I am on the board of directors for one of the University of California, Irvine School of Medicine’s fellowships, which awards a fellowship to an MD/PhD student each year.
The reason I agreed to be on this panel is not just to give money to a student doing good research, but because I wanted to see the future of science, which starts at the university level.
And the future of science is not in the research, it is in the scientist.
Each year we receive research proposals from each applicant that specify what they are working on. Most students have been working on their research topic for many years and have at least one publication detailing their work. We receive many proposals and select the top 5 proposals for personal presentation. And from the 5 presenters we choose a winner.
We’ve met long enough at this point for patterns to emerge among scholarship winners. The scholarship winner is not necessarily the one with the best research, the scholarship winner is the one who presents their research best.
This year the scholarship winner was the one we all agreed was the best. She presented her research professionally, clearly and confidently. Her work also held great promise for real-world application because it focused on understanding viral infections and the immune response.

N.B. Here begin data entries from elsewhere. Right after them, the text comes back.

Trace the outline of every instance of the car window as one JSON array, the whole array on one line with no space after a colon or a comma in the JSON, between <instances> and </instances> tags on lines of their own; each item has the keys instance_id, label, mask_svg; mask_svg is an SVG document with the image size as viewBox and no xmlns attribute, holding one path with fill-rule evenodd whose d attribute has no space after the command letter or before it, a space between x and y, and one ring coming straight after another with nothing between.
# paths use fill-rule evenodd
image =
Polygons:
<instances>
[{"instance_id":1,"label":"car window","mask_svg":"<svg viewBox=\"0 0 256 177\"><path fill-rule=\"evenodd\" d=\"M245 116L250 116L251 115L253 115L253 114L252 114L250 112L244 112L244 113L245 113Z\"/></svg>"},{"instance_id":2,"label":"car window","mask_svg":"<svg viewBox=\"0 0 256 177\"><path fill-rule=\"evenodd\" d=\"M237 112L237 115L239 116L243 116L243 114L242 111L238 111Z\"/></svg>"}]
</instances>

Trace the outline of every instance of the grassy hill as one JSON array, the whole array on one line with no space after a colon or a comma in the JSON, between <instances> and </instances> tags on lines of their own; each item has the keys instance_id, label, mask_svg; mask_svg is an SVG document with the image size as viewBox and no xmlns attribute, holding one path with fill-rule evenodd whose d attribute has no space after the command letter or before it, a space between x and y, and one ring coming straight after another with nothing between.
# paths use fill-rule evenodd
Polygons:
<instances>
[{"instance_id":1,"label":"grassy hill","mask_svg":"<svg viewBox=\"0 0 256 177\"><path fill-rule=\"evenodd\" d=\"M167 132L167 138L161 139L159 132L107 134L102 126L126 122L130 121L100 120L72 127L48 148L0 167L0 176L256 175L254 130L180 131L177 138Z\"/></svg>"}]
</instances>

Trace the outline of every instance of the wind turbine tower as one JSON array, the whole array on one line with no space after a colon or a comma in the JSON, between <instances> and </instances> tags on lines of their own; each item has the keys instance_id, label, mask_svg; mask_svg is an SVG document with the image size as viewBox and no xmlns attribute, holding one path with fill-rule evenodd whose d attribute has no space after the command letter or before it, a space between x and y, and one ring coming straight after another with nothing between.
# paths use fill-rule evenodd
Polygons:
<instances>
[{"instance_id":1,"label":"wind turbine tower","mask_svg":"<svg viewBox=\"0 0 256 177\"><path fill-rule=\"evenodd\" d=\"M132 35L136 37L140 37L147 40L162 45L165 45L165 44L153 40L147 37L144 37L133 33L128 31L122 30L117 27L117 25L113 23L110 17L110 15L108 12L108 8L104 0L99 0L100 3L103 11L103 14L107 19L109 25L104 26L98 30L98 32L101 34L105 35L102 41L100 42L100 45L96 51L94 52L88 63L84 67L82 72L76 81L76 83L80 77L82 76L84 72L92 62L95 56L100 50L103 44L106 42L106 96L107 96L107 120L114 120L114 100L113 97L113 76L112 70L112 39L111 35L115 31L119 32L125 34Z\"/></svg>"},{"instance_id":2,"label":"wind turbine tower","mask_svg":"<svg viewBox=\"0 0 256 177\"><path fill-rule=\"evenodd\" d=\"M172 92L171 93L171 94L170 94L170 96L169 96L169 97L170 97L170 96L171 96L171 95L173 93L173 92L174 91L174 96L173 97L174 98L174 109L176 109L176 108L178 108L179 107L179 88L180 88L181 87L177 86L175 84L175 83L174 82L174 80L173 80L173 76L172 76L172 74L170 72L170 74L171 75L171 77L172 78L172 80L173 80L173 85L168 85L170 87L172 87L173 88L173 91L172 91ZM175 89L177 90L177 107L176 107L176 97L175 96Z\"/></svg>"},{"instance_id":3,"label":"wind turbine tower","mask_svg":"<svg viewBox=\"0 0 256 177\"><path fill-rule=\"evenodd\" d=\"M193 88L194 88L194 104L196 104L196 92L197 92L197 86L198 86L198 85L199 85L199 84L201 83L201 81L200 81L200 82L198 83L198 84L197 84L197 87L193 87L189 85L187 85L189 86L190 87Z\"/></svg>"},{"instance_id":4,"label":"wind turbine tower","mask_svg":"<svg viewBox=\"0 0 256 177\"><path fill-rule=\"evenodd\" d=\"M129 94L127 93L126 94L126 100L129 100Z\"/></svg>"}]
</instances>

Her presentation and work stood out to me because she was an excellent scientist. But another student stood out to me in her presentation because she was the opposite, she was a coward.
The Bantam Menace
The cowardly scientist is one who is afraid to take credit for his work. When discussing the research they conducted exclusively, they use “we” instead of “I.” A cowardly scientist is one who misrepresents his research. Instead of being confident and prepared about their results and explaining them to the room in a coherent and elegant way, the timid scientist rushes through his ill-prepared presentation and speaks quickly and stilted. If we can’t understand scientists’ research, regardless of its value, it doesn’t get funded. And it won’t go anywhere.
But perhaps the worst quality, the most dangerous quality of the cowardly scientist is the fear of their results. It is this fear that makes the cowardly scientist a threat.
A few months ago the head of the fellowship board and I met with previous winners to discuss the progress of their current research. A previous winner mentioned his work on the hippocampus in adult mice and how he discovered that the hippocampus can be asymmetric, which contradicts the established narrative in the literature that the hippocampus is symmetrical.
When I asked him when he would publish his findings, he said he would not. Research that could fundamentally change our understanding of emotion and memory, and lead to meaningful work and cures for disease, has been swept under the rug. And the reason was because this research was done by a cowardly scientist. He was afraid to publish this data because the data contradicted the work of his colleagues, and if he published contradictory data, he feared that he would be ostracized by the scientific community.
The above scenario is not rare, it happens in every scientific laboratory on the planet. The scientist’s dilemma of whether to publish or be liked is why science, once a great rushing river of information, has become a tepid pool of dead water data.
The dilemma of scientists to publish the truth or be one of the crowd is not unfounded and is one of the reasons why I left the scientific community and started my own laboratory. It is the reason why many scientists left their scientific environment to follow their own path. A notable example is Barbara McClintock and her discovery of transposons. Barbara McClintock, while researching the chromosomes in maize found something strange: genes are not fixed, but move or transpose and can be turned on and off. She was laughed out of the scientific community, met with outrage and outrage from her colleagues, and refused publication. However, she put her facts out there and was awarded the Nobel many years later when everyone admitted she was right.
If instead of worrying about their own egos, McClintocks peers had looked at her data, then we would be decades ahead of genetic research than we are now. And we would have published scientific work showing the negatives in addition to the positives. The problem is that published scientific research serves colleagues and journals more than the public.
Go sideways
The peer review process and scientific publication do nothing to weed out bad science and encourage good science. In fact, it does the opposite. An example: When I was studying stem cell biology, my professor had finally given up her research in stem cell biology, a highly competitive and aggressive field. She did a good job of understanding how stem cells could be used to treat glial scarring in the spinal cord, and she could have helped a lot of people in her work.
The reason it stopped was because of the corruption of the peer review process. She explained how every time she tried to publish her data, one of the journal’s “peers” would either reject her work because it conflicted with his work, or put the work on hold, steal the methods and results, and publish the himself this data. She explained that the theft or suppression of research was pervasive enough to cause her to give up science and focus solely on teaching.
I had experienced the above myself, although on a smaller level. I have been offered bribes to drop my research on hyaluronic acid, vitamin C and essential oils. Or my interviews discussing their negative effects have been deleted from the internet because the advertisers in those publications have skin care brands that my research called into question.
We see that science is less new and innovative and more of the same and I know it’s because of the fear of being alone in your attitude. Today, the cowardly scientist is the rule and the courageous scientist the exception. Like many other areas of our society, those who speak out are targeted for public ridicule or cancellation. And in the end, this censorship in the name of salvaging feelings or preserving the ego hurts progress. And in the name of progress we must demand that the real scientist stand up.